全員参加でしかもPBLということで、対外的な調整も求められる教員の負担は大きいのですが、建築を学ぶ学生にとっては実際のものづくりを体験できる大変有意義な場となっています。
今年度は小原ECOプロジェクトでご活躍の多米教授にもご協力いただき、数年前から学生の活動でお世話になっている福井県坂井市丸岡町の「たけだ風の谷プレーパーク」で、小学生と一緒にものづくり体験のワークショップを行うこととなりました。

□活動資金
PBL活動ではどうしても資金調達の問題がついてまわります。大学からは活動援助として教材費がつきますが、今回はそれだけでは資金不足が予想されたため、行政の補助金へも応募しました。

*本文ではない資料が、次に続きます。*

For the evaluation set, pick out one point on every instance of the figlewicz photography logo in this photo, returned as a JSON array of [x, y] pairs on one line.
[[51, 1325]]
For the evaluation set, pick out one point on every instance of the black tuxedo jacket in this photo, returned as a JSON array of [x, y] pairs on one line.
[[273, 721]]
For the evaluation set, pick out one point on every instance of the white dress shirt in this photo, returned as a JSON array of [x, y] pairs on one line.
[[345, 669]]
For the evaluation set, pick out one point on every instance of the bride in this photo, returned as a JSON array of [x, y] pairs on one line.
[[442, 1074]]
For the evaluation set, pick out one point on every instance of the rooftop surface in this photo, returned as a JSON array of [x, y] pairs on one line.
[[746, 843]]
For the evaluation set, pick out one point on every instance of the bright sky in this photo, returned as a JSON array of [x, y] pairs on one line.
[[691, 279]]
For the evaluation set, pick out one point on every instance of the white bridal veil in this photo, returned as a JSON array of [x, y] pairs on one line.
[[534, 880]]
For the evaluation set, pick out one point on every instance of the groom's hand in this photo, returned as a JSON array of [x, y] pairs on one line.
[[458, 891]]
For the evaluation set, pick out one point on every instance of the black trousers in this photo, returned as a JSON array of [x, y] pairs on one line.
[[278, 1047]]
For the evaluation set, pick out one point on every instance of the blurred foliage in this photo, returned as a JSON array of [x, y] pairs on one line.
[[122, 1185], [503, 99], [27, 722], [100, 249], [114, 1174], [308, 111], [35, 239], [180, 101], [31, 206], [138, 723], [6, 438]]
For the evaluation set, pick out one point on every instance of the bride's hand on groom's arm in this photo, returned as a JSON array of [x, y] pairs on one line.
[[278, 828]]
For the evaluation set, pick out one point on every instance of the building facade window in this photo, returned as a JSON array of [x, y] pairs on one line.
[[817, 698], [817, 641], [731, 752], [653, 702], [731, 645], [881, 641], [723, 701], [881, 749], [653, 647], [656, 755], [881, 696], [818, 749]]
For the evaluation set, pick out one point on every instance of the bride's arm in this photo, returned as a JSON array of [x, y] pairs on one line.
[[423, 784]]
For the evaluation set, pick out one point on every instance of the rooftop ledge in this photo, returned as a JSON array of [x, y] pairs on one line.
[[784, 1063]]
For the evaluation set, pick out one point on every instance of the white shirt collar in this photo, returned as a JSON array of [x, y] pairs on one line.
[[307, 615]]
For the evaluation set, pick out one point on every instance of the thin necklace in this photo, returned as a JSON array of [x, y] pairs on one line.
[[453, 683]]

今回の活動内容と採択基準が近い、福井県若者・定住支援課の「若者チャレンジプランコンテスト」と坂井市産業環境部の「エコアクションさかい活動事業」の2つに応募することに決め、3年生が中心となって応募書類作りから最終プレゼンまでをこなしてくれました。幸い、坂井市の補助金をいただくことができ、資金面での余裕もでき活動の幅が広がりました。

□活動内容
森をステージとした環境教育活動と里山地域の遊び場づくり活動を提供する場として2015年にオープンした「たけだ風の谷プレーパーク」では、本学の学生もその中心施設となるステージやツリードームの製作に関わってきました。今回は2年で2000人が来てくれている風の谷のさらなる活性化のアイデアを学生たちと話し合い、パーク全体の回遊性を高めるための橋、森の奥までいってみたいという気持ちを抱かせるアイキャッチが必要との結論に至り、この2つの工作物の製作を中心に、森のなかで小学生と一緒に遊びながらものづくりの楽しさを味わってもらうワークショップの企画としました。

1. レオナル・ド・ダビンチ橋
プレーパークに流れる小川に支点間4m程度の橋をかけるのに、森に映える適当な構造形式として、当初は某テレビ番組のようなアーチ橋で検討を進めていましたが、材料加工や支保工の精度に学生の技術だけでは不安が解消できず、再検討の結果、線材の組み合わせでできるレオナル・ド・ダビンチ橋を採用することにしました。ホームセンターで木杭と2×4材を購入し、設計は3年生、材料加工と塗装は2年生の役目とし、仮組みで確認しながら、1.5ヶ月程度で加工は終了しました(写真1,2)。


写真1

写真2

しかし、天候に恵まれず基礎コンクリートの打設はワークショップまでに間に合わず、当日はキャンプ場の広場での仮組みとなってしまったのは残念でした(写真3)。今年の春の雪解けを待って基礎コンの打設を行い、橋を設置し、4月下旬に開催される竹田の里しだれ桜まつりに間に合わせる予定としています。


写真3

2. どこでもドア
アイキャッチとしてデザインしたのは、ピンクの「どこでもドア」です(写真4)。見慣れたはずのドアですが、実際に作るとなるとそもそものサイズや固定方法、運搬時の重量など細々としたことすべてに判断を求められるわけで、学生の作業は橋よりも進みが遅いぐらいで、いい勉強になったと思います。


写真4

たくさんの反省点もありましたが29年度の実践工学演習は終了しました(写真5)。たけだ風の谷プレーパークは、30年度もさらに魅力を増やすべく学生たちの活動を受け入れていただけるそうです。具体的な活動は今後また学生たちと話し合っていくことになりますが、何かしらのものづくりの機会はまたいただけそうです。